Foto em destaque: Instagram/Frente Feminista de Londrina

A Comissão de Defesa dos Direitos da Mulher (CMulher) da Câmara dos Deputados discutiu, nesta semana, o Projeto de Lei 478/2007, que cria o Estatuto do Nascituro. A matéria tramita desde 2007 na Casa e foi resgatada por deputados conservadores da ala bolsonarista no apagar das luzes de 2023. Entidades de defesa dos direitos das mulheres e meninas encabeçam campanha contrária ao projeto por dificultar o acesso ao aborto em casos já previstos por lei.

Num país em que, mesmo com garantia legal, casos de meninas impedidas de acessar a interrupção de gravidezes fruto de estupro não são raros, o Estatuto pode referendar essas violações. Apesar de não proibir abertamente o aborto em casos de risco à vida da gestante e estupro – acessos garantidos pelo Código Penal – o Estatuto prevê a proibição “sob qualquer pretexto, motivo ou razão, inclusive ato delituoso praticado por algum de seus genitores, aplicar qualquer pena ou causar qualquer dano ao nascituro”.

Este trecho, temem as organizações, pode levar a questionamentos quanto ao direito à interrupção da gravidez.

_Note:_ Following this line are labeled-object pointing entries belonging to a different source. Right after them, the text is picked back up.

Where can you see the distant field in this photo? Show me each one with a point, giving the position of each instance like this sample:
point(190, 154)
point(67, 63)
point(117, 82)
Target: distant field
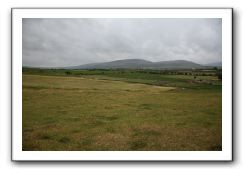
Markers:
point(121, 110)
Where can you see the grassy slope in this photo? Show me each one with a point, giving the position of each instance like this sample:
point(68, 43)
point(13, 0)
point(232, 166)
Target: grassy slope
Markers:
point(68, 113)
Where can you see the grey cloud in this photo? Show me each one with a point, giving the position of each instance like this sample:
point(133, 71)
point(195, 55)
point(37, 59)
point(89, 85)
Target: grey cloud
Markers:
point(69, 42)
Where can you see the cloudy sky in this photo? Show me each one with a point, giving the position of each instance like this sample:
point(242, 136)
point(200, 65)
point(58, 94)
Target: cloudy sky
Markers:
point(70, 42)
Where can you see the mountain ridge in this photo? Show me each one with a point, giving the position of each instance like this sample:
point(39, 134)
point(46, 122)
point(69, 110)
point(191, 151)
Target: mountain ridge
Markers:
point(140, 64)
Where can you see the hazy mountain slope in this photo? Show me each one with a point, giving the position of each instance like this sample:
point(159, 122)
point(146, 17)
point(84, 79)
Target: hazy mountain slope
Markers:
point(140, 64)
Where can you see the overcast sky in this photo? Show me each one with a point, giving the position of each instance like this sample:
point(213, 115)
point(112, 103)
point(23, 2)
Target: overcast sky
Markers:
point(70, 42)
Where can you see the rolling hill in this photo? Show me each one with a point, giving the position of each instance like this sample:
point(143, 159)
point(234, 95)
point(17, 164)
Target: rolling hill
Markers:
point(140, 64)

A Frente Nacional Contra a Criminalização das Mulheres e pela Legalização do Aborto, junto com outras 20 organziações, lançou uma campanha para pressionar o relator, Emanuel Pinheiro (MDB), a retirar o projeto de pauta.

“Esse projeto é um retrocesso para as meninas, mulheres e pessoas que gestam no Brasil: o Estatuto estabelece uma gama direitos a um feto em estágio embrionário em detrimento ao direito das mulheres, inclusive nos casos em que o aborto já é legalizado, tais como estupro, anencefalia e risco de vida para mulher.”, diz a mensagem direcionada ao deputado.

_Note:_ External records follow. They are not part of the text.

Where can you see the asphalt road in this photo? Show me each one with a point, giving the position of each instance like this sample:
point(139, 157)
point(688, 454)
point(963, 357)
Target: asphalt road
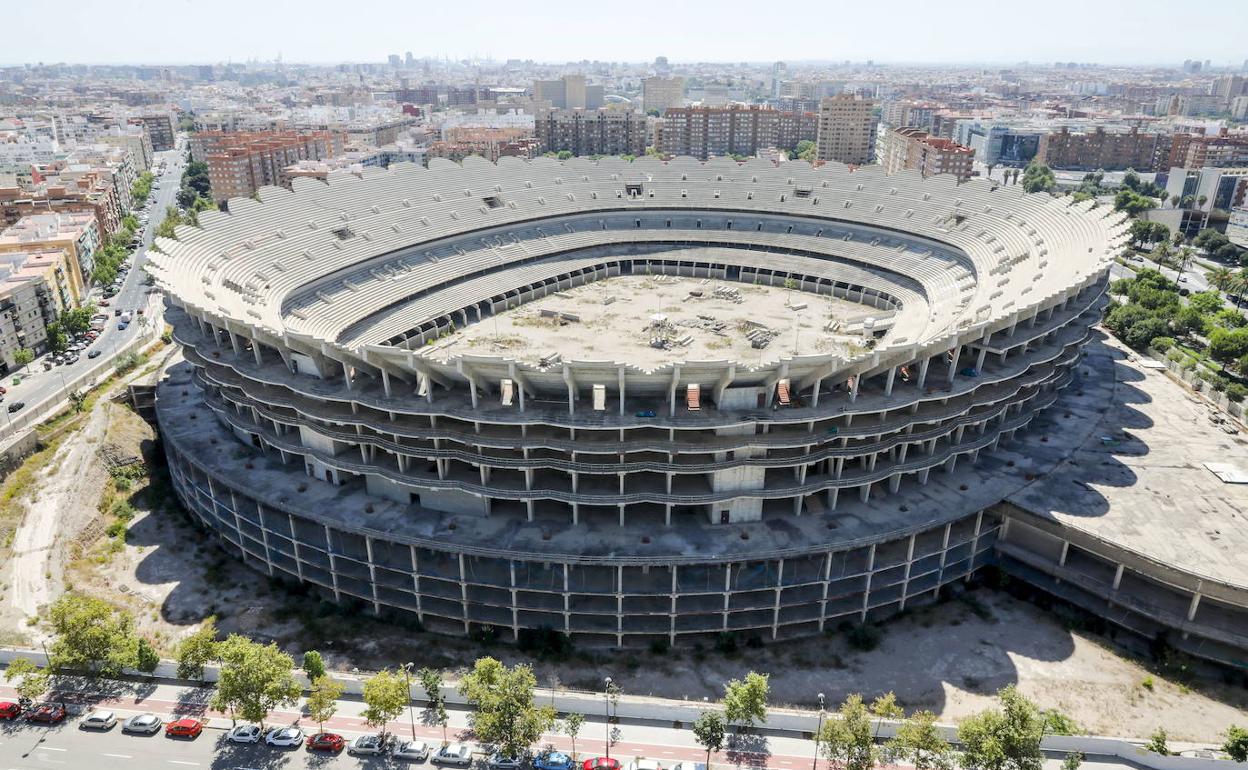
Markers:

Segue a mensagem: “De acordo com Fundo de População das Nações Unidas, o Brasil tem cerca de 19 mil nascimentos, ao ano, de mães entre 10 a 14 anos, o que pela lei já configura uma gravidez decorrente de estupro de menor. O caso da menina de 11 anos que foi revitimizada pela justiça tendo seu direito à interrupção da gravidez negado, não é um caso isolado: a violência sexual é uma realidade cruel no nosso país, e as meninas e mulheres precisam ter seus direitos e vidas protegidas.”

Apenas em Londrina, 346 meninas foram mães entre 2010 e 2019, segundo levantamento da Rede Feminista de Saúde. A entidade também tem defendido publicamente a rejeição do projeto.

“O estatuto é um ataque à saúde e aos direitos humanos das mulheres, amplia a criminalização do abortamento para as situações que hoje são permitidas por lei, punindo especialmente as mulheres em maior situação de vulnerabilidade.”

Para a Rede, o Estatuto ainda viola o princípio do estado laico, “impondo que a vida começa a partir da concepção, mesmo quando não existe consenso científico a esse respeito”. As consequências desse absurdo serão aumento do aborto inseguro e da mortalidade maternidade”, finaliza a entidade em postagem nas redes sociais.

Após sessão conturbada na última quarta-feira (7), a votação do Estatuto na CMulher foi adiada para a próxima quarta-feira (14). O relator emitiu parecer favorável ao texto.